Critics often write their reviews online as it is easier to target a designated audience. As a critic the prospect of running into a defamation claim is very real. And yet these critics never fear this realistic prospect; so what happens when you are not only faced with a defamation claim but another federal offence – copyright infringement.
NTV’s (a Kenyan news channel) YouTube channel was deleted on May 12th due to copyright infringement allegations. There is an ongoing investigation into the allegations and more information on the matter is yet to be released.
Moving to an international spectrum, Annabelle Narey faced backlash after she posted a negative review on a building firm on a website called Mumsnet.
Narey’s thread on Mumsnet has been growing since the defamation claim. Other users are giving their negative accounts with the firm but after Narey received note from Mumsnet that she had been defaming the building site they took began to take down their accounts due to fear of facing the same fate as Narey.
Mumsnet’s decision to take down Narey’s account is done due to British laws on libel.
But Mumsnet is not the only site to adjust their regulations to fit legal regulations; YouTube has also been exercising copyright infringement implications. A well-known copyright infringement controversy among the YouTube community is that of the Fine Bros.

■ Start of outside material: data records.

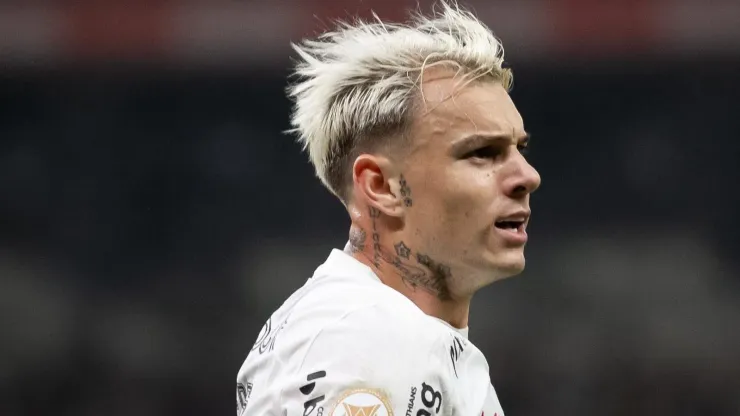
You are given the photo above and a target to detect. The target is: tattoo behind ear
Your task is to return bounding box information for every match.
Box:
[398,174,414,207]
[349,228,367,253]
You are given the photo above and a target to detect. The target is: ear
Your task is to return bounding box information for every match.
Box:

In November of 2015, YouTube planned to offer legal support to a few YouTubers such as the FineBros. In February the brothers announced a scheme to charge other YouTubers for reacting to videos and film their reactions. This did not sit well with other YouTubers – many who made videos of themselves reacting to the news and expressing their disdain.
These video reactions did not go unnoticed as shortly after the scheme was revised by YouTube.